Tra queste 66, 8 sono definite a rischio molto alto, 40 sono ad alto rischio e 18 a medio rischio; e includono piante terrestri, invertebrati terrestri, specie marine, invertebrati di acqua dolce, vertebrati.
Tra le 8 specie a rischio molto alto segnaliamo la presenza di Plotosus lineatus, il pesce gatto marino striato. Originario dell’Indo Pacifico, è già stato segnalato in Mediterraneo, probabilmente penetrato attraverso il Canale di Suez, dal 2002. Si è ambientato lungo le coste israeliane. Ha degli aculei velenosi (non mortali, ma la sua puntura è dolorosa), vive su fondi sabbiosi e fangosi, dove avanza in banchi molto compatti almeno in fase giovanile.
Mangia di tutto, altera la biodiversità entrando in competizione con le specie locali e costringendole a spostarsi.
Altre specie marine rientrano nel gruppo delle 8, e cioè l’alga verde Codium parvulum, il gasteropode Crepidula onyx, il bivalve Mytilopsis sallei.

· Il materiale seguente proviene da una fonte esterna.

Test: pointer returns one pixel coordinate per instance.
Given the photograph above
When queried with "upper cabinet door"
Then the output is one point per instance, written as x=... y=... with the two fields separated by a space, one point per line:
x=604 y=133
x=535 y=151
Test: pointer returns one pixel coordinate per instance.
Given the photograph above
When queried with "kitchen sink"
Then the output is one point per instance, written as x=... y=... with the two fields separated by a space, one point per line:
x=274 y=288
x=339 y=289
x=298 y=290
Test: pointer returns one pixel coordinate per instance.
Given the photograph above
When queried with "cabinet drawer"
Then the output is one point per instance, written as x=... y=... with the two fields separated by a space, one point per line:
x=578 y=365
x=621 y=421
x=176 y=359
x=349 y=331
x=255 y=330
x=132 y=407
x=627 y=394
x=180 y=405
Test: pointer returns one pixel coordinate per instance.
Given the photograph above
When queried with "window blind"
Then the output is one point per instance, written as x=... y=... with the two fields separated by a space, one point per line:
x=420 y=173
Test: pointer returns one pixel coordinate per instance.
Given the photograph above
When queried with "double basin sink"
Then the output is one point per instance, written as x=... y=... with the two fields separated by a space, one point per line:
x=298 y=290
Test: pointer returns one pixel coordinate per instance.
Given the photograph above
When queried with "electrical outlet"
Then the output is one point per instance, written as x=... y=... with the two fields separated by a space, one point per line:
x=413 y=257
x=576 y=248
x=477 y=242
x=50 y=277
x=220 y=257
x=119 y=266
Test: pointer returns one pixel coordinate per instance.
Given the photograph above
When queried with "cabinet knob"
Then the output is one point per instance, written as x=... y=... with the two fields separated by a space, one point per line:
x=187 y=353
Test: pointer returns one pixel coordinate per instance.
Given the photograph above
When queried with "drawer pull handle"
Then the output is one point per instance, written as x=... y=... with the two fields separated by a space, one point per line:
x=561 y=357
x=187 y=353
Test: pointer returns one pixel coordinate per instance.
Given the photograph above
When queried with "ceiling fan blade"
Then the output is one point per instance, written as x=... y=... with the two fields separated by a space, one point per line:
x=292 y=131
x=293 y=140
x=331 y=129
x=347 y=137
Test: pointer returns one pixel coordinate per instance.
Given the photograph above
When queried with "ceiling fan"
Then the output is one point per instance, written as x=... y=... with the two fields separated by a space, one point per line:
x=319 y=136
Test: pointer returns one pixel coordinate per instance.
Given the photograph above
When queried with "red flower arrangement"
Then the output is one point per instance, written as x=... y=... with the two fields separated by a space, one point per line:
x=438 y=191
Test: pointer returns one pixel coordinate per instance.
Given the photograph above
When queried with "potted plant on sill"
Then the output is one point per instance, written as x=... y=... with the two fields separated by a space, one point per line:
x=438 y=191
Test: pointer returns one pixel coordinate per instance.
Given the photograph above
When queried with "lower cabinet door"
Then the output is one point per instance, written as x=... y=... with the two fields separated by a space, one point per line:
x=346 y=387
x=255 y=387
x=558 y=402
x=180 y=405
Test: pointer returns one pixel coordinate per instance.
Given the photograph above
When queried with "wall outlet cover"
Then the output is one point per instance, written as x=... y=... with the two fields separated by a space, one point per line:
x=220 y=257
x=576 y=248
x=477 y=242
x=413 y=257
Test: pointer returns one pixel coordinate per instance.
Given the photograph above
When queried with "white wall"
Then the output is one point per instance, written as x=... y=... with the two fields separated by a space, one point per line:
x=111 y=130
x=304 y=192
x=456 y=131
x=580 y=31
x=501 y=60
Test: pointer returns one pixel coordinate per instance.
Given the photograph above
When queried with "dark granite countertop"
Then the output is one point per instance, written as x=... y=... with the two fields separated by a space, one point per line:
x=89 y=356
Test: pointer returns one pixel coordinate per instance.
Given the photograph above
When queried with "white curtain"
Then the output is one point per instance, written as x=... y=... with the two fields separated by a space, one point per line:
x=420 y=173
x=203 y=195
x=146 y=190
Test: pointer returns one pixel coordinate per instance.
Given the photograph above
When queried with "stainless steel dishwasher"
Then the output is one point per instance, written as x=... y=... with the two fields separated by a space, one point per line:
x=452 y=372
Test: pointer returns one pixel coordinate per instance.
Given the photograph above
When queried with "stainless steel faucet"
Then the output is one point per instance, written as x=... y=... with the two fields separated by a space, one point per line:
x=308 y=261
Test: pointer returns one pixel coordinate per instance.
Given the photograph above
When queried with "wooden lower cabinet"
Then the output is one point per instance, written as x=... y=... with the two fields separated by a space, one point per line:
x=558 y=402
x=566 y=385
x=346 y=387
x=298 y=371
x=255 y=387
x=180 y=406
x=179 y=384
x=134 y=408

Ben 4 specie su 8 sono marine, le prime 2 sono già presenti nel Mediterraneo orientale, le altre due, partite dalla costa occidentale del continente americano, stanno facendo danni in estremo oriente e si avvicinano a grandi passi. Insomma, tempi duri sono in vista per un Mediterraneo che ormai dobbiamo pensare in trasformazione, o parte di una trasformazione globale. Verso cosa? Ognuno può fare le proprie predizioni, ma solo il tempo darà una risposta definitiva.
Secondo l’opinione di chi scrive, il cambiamento delle biocenosi è conseguenza di cambiamenti indotti o accelerati dall’uomo (leggi ampliamento del canale di Suez, cambiamento climatico), che comunque produrrebbero estinzioni o spostamenti di specie locali, quindi un calo della biodiversità. In questo quadro il minimo che possiamo aspettarci è che specie di origine tropicale si trasferiscano in Mediterraneo, andando a riempire uno spazio che si sta svuotando per altre ragioni. Fenomeno positivo o negativo? Difficile dirlo, sicuramente è la logica conseguenza dei nostri comportamenti.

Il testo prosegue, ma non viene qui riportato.